1. Version Mismatch When Loading Models

Symptom

ModuleNotFoundError: No module named 'sklearn.ensemble._forest'

or

UserWarning: Trying to unpickle estimator RandomForestClassifier from version 1.2.0
when using version 1.4.0. This might lead to breaking code or invalid results.

Cause

The model was serialized with a different version of scikit-learn than the one used to load it. The internal class structures change between versions.

Solution

# Option 1: Match the scikit-learn version
pip install scikit-learn==1.2.0 # match the version used during training

# Option 2: Re-train and re-serialize with current version
model = RandomForestClassifier(n_estimators=100, random_state=42)
model.fit(X_train, y_train)
joblib.dump(model, 'model_new_version.joblib')

Prevention

import sklearn
import json

metadata = {
"python_version": "3.10.12",
"sklearn_version": sklearn.__version__,
"numpy_version": np.__version__,
"serialized_date": "2025-01-15",
}

with open('model_metadata.json', 'w') as f:
json.dump(metadata, f, indent=2)
Best Practice

Always save a requirements.txt or metadata.json file with the exact versions of all dependencies alongside your serialized model.


2. Overfitting — High Training Performance, Low Test Performance

Symptom

Training Accuracy: 0.9990
Test Accuracy: 0.7523
Gap: 0.2467 ← Too large!

Cause

The model memorized the noise in the training data instead of learning generalizable patterns. Common causes:

  • Model too complex (too many trees, unlimited depth)
  • Not enough training data
  • Too many features relative to the number of samples
  • No regularization

Solution

# Solution 1: Add regularization
from sklearn.linear_model import LogisticRegression
model = LogisticRegression(C=0.1, penalty='l2') # C small = more regularization

# Solution 2: Reduce model complexity
from sklearn.ensemble import RandomForestClassifier
model = RandomForestClassifier(
n_estimators=100,
max_depth=5, # limit depth
min_samples_leaf=10, # require minimum samples per leaf
max_features='sqrt', # use subset of features
random_state=42
)

# Solution 3: Feature selection
from sklearn.feature_selection import SelectKBest, f_classif
selector = SelectKBest(f_classif, k=10)
X_train_selected = selector.fit_transform(X_train, y_train)

# Solution 4: Cross-validation to detect early
from sklearn.model_selection import cross_val_score
scores = cross_val_score(model, X_train, y_train, cv=5)
print(f"CV Score: {scores.mean():.4f} ± {scores.std():.4f}")
# Large std = overfitting risk
Warning Sign

If the gap between training and test performance exceeds 10 percentage points, it is likely overfitting.

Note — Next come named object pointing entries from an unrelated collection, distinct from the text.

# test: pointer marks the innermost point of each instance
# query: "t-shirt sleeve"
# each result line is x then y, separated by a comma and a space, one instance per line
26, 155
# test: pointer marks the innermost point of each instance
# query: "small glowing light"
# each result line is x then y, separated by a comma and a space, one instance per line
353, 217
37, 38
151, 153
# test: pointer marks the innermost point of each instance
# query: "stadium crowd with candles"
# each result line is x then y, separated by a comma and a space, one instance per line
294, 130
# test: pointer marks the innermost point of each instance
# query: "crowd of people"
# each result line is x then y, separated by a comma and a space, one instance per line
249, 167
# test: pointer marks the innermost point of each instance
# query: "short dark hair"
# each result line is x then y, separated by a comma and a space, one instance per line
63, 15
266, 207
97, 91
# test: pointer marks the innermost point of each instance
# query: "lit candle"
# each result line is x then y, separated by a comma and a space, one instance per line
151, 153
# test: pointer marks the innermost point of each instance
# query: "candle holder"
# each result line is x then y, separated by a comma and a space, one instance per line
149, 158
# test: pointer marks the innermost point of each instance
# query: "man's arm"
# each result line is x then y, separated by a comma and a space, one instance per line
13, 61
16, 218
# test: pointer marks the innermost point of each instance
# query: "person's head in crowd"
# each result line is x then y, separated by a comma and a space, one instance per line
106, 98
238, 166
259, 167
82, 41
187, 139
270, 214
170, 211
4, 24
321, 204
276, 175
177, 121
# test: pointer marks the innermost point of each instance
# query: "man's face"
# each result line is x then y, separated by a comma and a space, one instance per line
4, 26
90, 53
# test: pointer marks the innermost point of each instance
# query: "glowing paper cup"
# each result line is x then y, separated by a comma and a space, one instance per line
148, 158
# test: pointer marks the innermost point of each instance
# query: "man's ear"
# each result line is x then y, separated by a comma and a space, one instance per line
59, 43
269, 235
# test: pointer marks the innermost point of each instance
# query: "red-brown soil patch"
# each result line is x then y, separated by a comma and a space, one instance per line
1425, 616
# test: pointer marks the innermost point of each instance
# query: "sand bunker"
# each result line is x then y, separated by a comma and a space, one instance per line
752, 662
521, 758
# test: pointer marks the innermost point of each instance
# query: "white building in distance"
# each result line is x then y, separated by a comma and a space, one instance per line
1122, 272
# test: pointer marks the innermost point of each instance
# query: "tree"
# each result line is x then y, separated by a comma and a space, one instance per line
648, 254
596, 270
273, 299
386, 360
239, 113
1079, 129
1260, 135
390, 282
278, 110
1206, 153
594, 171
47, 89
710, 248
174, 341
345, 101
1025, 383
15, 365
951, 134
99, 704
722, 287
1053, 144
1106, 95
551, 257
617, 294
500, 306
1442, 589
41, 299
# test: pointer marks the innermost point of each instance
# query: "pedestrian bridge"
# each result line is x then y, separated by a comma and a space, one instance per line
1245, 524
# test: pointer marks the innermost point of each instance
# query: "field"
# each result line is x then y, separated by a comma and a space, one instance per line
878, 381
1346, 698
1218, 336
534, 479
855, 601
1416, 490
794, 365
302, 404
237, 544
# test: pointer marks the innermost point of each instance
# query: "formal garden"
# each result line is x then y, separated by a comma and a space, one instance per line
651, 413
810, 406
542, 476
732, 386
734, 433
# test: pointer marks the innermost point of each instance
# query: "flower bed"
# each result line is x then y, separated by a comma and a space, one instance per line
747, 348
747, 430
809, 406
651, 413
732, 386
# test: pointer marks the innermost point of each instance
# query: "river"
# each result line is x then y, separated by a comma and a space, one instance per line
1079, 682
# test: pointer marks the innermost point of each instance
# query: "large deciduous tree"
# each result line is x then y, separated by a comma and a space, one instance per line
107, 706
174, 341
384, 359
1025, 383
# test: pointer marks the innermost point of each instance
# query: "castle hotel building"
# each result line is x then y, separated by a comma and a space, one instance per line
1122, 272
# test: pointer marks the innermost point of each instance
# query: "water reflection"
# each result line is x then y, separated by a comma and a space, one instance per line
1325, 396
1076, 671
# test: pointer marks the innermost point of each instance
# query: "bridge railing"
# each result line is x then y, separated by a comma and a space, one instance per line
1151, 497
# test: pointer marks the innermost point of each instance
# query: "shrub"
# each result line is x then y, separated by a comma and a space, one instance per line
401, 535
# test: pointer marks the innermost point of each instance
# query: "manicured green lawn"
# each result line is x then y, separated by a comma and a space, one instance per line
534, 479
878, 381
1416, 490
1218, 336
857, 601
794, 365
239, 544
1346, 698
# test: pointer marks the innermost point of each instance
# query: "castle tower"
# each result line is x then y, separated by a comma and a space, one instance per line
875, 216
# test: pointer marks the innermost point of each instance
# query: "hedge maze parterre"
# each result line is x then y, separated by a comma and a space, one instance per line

If the standard deviation of cross-validation scores is greater than 0.05, the model is unstable.

Prevention

StrategyWhen to Use
Systematic cross-validationAlways
Regularization (L1, L2)Linear models
Limit depth / complexityDecision trees, Random Forest
Increase dataSmall dataset (< 1000 samples)
Early stoppingDeep learning, boosting
DropoutNeural networks

3. Underfitting — Low Performance Everywhere

Symptom

Training Accuracy: 0.6234
Test Accuracy: 0.6102

Cause

The model is too simple to capture the patterns in the data.

Solution

# Solution 1: Use a more complex model
from sklearn.ensemble import GradientBoostingClassifier
model = GradientBoostingClassifier(n_estimators=200, max_depth=5)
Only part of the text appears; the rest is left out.